Terence H. Mekoski is an American politician serving as a member of the Michigan House of Representatives for the 36th district. He assumed office after a May 2022 special election.

== Education ==
Mekoski earned an associate degree in liberal arts and science from Macomb Community College and attended Northwestern University. He is studying toward a Bachelor of Science in criminal justice and police science at Columbia Southern University.

== Career ==
From 1982 to 1984, Mekoski worked as a detention officer in the Detroit Police Department.
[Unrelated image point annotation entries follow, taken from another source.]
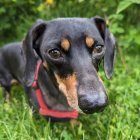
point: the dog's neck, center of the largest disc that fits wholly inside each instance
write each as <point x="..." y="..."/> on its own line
<point x="54" y="98"/>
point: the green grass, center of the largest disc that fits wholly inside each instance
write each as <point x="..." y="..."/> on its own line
<point x="119" y="121"/>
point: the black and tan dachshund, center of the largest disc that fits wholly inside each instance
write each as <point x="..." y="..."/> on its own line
<point x="62" y="56"/>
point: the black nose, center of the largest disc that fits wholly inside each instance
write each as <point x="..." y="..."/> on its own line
<point x="93" y="103"/>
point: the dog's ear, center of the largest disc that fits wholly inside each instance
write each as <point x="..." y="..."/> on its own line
<point x="31" y="50"/>
<point x="110" y="45"/>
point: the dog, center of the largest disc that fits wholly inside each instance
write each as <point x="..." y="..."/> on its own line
<point x="57" y="64"/>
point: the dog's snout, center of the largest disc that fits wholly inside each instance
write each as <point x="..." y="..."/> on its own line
<point x="95" y="103"/>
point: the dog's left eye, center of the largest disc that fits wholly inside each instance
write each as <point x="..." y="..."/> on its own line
<point x="55" y="53"/>
<point x="98" y="48"/>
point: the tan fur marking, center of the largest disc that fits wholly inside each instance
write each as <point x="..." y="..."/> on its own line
<point x="69" y="87"/>
<point x="45" y="65"/>
<point x="14" y="82"/>
<point x="65" y="44"/>
<point x="89" y="41"/>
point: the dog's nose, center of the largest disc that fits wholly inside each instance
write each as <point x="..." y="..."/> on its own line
<point x="95" y="103"/>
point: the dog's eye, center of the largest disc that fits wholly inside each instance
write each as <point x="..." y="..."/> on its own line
<point x="98" y="48"/>
<point x="55" y="53"/>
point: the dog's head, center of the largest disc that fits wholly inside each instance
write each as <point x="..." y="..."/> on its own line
<point x="72" y="48"/>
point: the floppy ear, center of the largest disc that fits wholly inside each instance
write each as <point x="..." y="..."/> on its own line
<point x="31" y="50"/>
<point x="110" y="44"/>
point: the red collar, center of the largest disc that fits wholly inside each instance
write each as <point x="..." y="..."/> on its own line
<point x="44" y="110"/>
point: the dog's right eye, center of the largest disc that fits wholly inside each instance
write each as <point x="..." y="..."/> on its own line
<point x="54" y="53"/>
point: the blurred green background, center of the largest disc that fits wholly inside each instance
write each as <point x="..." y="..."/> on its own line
<point x="121" y="119"/>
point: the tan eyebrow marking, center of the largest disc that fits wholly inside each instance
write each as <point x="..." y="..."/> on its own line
<point x="89" y="41"/>
<point x="65" y="44"/>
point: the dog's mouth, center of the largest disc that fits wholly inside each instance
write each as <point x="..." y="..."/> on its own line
<point x="88" y="104"/>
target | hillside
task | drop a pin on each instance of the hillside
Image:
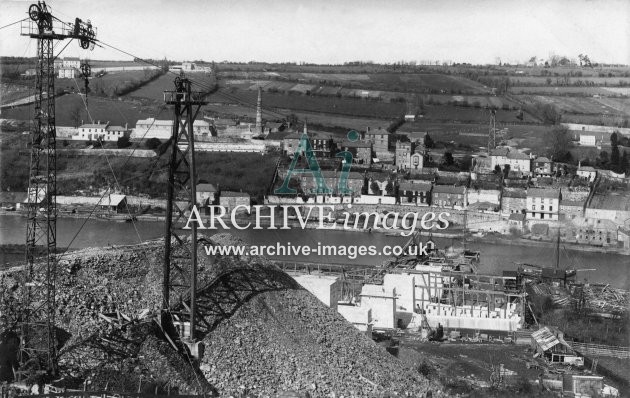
(263, 333)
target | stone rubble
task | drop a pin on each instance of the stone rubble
(273, 342)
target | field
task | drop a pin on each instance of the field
(577, 91)
(407, 82)
(341, 106)
(591, 80)
(155, 89)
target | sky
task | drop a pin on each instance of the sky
(327, 31)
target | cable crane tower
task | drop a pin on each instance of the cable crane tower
(38, 350)
(180, 259)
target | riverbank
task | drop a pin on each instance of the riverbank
(491, 238)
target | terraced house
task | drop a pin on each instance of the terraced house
(543, 204)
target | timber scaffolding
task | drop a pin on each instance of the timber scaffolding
(444, 290)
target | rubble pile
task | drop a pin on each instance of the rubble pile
(265, 336)
(603, 298)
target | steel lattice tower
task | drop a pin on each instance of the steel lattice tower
(492, 132)
(180, 259)
(37, 328)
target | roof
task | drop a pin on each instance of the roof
(379, 131)
(353, 175)
(587, 168)
(411, 186)
(109, 200)
(13, 197)
(517, 217)
(357, 144)
(545, 339)
(578, 203)
(517, 155)
(156, 122)
(233, 194)
(376, 291)
(543, 193)
(206, 188)
(94, 126)
(499, 152)
(116, 128)
(448, 189)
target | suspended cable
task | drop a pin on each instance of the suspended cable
(13, 23)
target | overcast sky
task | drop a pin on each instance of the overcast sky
(324, 31)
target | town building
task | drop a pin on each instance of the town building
(13, 200)
(206, 194)
(571, 209)
(418, 193)
(379, 139)
(542, 167)
(67, 73)
(518, 161)
(587, 172)
(326, 288)
(543, 204)
(290, 143)
(403, 155)
(449, 196)
(361, 151)
(100, 131)
(588, 140)
(355, 182)
(323, 146)
(230, 200)
(163, 129)
(550, 344)
(112, 203)
(417, 160)
(382, 303)
(517, 221)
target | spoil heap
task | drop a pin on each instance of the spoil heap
(263, 334)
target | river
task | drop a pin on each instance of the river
(610, 268)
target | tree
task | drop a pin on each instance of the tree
(559, 143)
(375, 188)
(448, 159)
(123, 142)
(152, 143)
(389, 188)
(624, 163)
(615, 159)
(428, 141)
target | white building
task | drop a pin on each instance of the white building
(587, 172)
(543, 204)
(588, 140)
(518, 161)
(67, 73)
(382, 303)
(325, 287)
(163, 129)
(104, 132)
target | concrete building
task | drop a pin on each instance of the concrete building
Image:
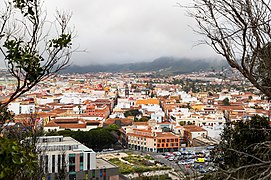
(65, 154)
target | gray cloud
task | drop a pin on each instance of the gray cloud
(130, 30)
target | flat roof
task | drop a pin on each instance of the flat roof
(101, 163)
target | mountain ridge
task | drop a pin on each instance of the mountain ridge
(167, 65)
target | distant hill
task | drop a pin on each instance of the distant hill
(164, 65)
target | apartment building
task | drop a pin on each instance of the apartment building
(152, 141)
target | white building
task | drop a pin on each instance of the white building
(60, 153)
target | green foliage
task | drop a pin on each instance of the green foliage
(17, 160)
(137, 164)
(244, 143)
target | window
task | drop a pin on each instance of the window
(46, 163)
(58, 162)
(81, 161)
(53, 164)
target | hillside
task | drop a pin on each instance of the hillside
(165, 65)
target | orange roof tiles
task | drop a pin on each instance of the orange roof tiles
(148, 101)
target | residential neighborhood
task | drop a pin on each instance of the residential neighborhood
(152, 114)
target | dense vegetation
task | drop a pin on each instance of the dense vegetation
(245, 150)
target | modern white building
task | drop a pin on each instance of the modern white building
(58, 154)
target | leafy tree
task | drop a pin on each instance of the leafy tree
(31, 54)
(245, 150)
(17, 161)
(239, 30)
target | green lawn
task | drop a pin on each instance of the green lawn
(139, 164)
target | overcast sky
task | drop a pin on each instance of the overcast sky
(119, 31)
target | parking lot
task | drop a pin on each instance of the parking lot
(191, 162)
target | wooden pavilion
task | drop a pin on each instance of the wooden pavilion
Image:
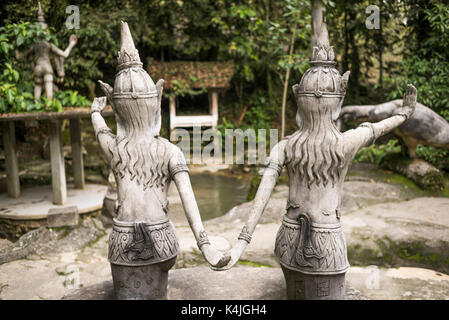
(214, 77)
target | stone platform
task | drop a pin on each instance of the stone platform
(35, 202)
(201, 283)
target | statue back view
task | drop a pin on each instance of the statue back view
(143, 245)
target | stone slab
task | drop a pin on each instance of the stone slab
(201, 283)
(61, 216)
(36, 201)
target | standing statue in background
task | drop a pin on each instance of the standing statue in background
(143, 245)
(310, 244)
(43, 52)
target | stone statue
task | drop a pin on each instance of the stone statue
(424, 127)
(43, 52)
(310, 244)
(143, 245)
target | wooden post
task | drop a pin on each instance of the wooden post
(12, 168)
(57, 163)
(214, 108)
(77, 153)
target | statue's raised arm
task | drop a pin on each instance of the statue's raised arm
(266, 187)
(143, 245)
(367, 132)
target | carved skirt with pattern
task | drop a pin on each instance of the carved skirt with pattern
(142, 243)
(311, 248)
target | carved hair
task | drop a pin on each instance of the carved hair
(139, 152)
(316, 150)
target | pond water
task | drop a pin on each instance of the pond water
(217, 194)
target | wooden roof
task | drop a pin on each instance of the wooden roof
(192, 74)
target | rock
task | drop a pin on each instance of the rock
(421, 172)
(54, 240)
(412, 233)
(201, 283)
(399, 283)
(62, 216)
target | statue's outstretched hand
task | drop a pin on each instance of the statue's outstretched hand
(73, 39)
(409, 102)
(215, 258)
(98, 105)
(234, 254)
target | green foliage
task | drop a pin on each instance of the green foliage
(426, 62)
(435, 156)
(375, 153)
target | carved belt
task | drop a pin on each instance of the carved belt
(142, 243)
(310, 247)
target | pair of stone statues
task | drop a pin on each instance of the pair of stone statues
(310, 244)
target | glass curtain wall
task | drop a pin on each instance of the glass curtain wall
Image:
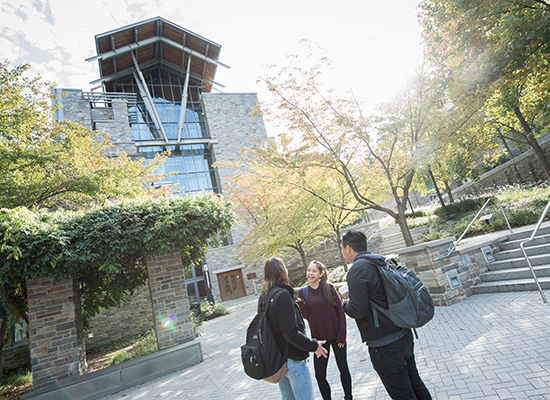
(190, 163)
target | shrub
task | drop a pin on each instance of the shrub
(211, 311)
(118, 357)
(196, 321)
(336, 275)
(14, 378)
(417, 214)
(462, 206)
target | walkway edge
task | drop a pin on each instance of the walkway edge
(130, 373)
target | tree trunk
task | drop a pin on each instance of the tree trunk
(449, 192)
(533, 142)
(2, 343)
(405, 231)
(339, 244)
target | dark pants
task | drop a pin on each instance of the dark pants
(396, 367)
(320, 364)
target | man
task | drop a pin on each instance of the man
(391, 348)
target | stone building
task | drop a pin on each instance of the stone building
(148, 71)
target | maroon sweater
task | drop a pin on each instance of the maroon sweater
(326, 321)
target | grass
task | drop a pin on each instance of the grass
(522, 205)
(16, 382)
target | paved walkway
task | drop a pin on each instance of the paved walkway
(490, 346)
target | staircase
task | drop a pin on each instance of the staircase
(510, 271)
(393, 239)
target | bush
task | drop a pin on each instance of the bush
(417, 214)
(14, 378)
(462, 206)
(211, 311)
(523, 206)
(336, 275)
(119, 356)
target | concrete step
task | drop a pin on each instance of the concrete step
(523, 233)
(517, 253)
(516, 273)
(515, 285)
(519, 262)
(515, 244)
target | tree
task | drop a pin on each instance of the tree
(103, 250)
(51, 164)
(375, 155)
(280, 215)
(497, 55)
(290, 207)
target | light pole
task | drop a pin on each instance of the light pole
(445, 211)
(206, 272)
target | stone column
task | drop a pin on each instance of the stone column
(169, 299)
(464, 265)
(55, 351)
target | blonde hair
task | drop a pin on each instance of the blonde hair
(274, 270)
(323, 281)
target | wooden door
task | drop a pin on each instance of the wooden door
(231, 285)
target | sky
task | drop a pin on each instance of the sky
(374, 45)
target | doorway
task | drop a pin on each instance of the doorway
(231, 285)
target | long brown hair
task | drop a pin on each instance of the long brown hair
(274, 270)
(323, 281)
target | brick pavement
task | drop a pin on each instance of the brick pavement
(490, 346)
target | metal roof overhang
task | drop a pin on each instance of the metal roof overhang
(155, 41)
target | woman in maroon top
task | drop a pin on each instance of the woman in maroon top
(322, 307)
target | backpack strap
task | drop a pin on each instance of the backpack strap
(265, 303)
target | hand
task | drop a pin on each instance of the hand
(321, 351)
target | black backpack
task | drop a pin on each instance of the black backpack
(410, 305)
(260, 355)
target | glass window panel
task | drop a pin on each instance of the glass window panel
(198, 163)
(191, 293)
(171, 130)
(194, 130)
(178, 163)
(189, 164)
(202, 290)
(193, 182)
(203, 180)
(169, 165)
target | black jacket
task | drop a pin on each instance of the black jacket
(287, 324)
(364, 285)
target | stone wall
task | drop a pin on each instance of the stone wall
(436, 273)
(133, 317)
(233, 122)
(170, 301)
(15, 355)
(523, 169)
(55, 351)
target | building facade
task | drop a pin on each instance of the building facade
(155, 94)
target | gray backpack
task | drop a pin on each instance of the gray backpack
(409, 302)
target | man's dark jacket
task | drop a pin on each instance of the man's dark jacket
(287, 324)
(364, 285)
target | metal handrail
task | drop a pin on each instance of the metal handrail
(525, 254)
(471, 223)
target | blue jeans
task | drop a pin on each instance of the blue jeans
(296, 385)
(396, 367)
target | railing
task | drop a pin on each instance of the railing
(471, 223)
(535, 231)
(103, 99)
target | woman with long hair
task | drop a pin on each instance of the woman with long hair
(288, 327)
(322, 307)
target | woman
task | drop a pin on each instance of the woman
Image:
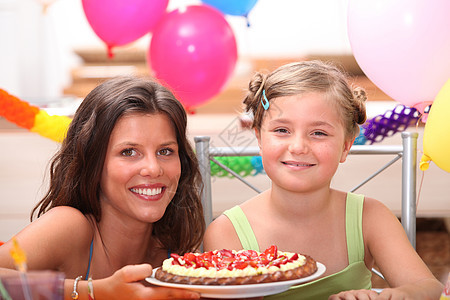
(124, 194)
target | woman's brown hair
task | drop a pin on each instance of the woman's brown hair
(76, 169)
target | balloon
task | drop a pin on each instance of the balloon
(119, 22)
(233, 7)
(436, 142)
(193, 50)
(403, 46)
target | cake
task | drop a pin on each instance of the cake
(230, 267)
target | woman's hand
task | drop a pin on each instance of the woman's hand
(356, 295)
(385, 294)
(126, 284)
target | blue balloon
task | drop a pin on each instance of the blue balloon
(232, 7)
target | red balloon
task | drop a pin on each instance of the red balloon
(119, 22)
(193, 50)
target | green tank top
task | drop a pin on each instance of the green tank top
(355, 276)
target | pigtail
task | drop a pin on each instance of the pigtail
(252, 100)
(359, 103)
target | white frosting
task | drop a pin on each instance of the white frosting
(214, 272)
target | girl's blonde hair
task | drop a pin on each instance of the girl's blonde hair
(305, 77)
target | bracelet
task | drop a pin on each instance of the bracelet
(74, 294)
(90, 289)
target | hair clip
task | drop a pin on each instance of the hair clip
(265, 101)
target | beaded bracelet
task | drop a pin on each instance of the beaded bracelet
(90, 289)
(74, 294)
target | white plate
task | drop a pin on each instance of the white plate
(240, 291)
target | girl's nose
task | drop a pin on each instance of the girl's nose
(298, 145)
(151, 167)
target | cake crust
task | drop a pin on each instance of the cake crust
(267, 269)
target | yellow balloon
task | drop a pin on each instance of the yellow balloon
(52, 127)
(436, 138)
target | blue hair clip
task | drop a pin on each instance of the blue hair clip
(265, 101)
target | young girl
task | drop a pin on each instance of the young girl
(124, 193)
(306, 118)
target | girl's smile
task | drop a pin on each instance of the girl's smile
(304, 143)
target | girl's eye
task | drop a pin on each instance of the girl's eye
(165, 152)
(319, 133)
(128, 152)
(281, 130)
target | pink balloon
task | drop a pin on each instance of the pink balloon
(403, 46)
(119, 22)
(193, 50)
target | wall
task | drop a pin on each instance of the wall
(37, 48)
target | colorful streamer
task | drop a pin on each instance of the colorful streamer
(32, 117)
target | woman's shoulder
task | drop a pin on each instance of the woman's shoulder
(66, 223)
(67, 215)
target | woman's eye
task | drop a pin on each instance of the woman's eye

He served as a police officer in Detroit from 1985 to 1990. Mekoski joined the Oakland County Sheriff's Office in 1990 and served as a deputy until 1998, a sergeant from 1998 to 2012, a lieutenant in 2012 and 2013, and deputy commissioner of patrol services from 2013 to 2016. From 2016 to 2018, he served as a regulator agent for the Michigan Gaming Control Board. Since 2018, he has served as a senior financial investigator in the Drug Enforcement Administration In 2022, Mekoski was elected to the office of State Representative, representing Michigan's 36th legislative district in the Michigan House of Representatives.

=== Michigan House of Representatives ===
Mekoski was elected to the Michigan House of Representatives in May 2022, succeeding Doug Wozniak, who was elected to the Michigan Senate. During his campaign, Mekoski called for a forensic audit of Michigan's 2020 presidential election results. After redistricting, Mekoski faced Wozniak in the August 2022 Republican primary for Michigans's 59th district. He placed second in the primary.

=== Macomb County Sheriff Election ===
Mekoski kicked off his campaign to run for Macomb County Sheriff on March 6, 2024. Mekoski is running in the Republican primary election for the office of Macomb County Sheriff.

Mekoski's top campaign priorities include:

1. Uphold Our United States Constitution and Protect Your Rights
2. Attack the Opioid and Fentanyl Epidemic in Our Neighborhoods
3. Inform and Protect our Senior Citizens from Scams and Fraud
4. Bring Awareness and Address Macomb County's Human/Child Sex Trafficking
5. Protect our County Borders/Train & Expand Our Marine Division to Assist
6. Train/Assign More School Liaison Officers to Protect our Children

== Personal ==
Mekoski and his wife, Anna, reside in Shelby Township a suburb of metro-Detroit in northern Macomb county. Mekoski has four children and 12 grandchildren.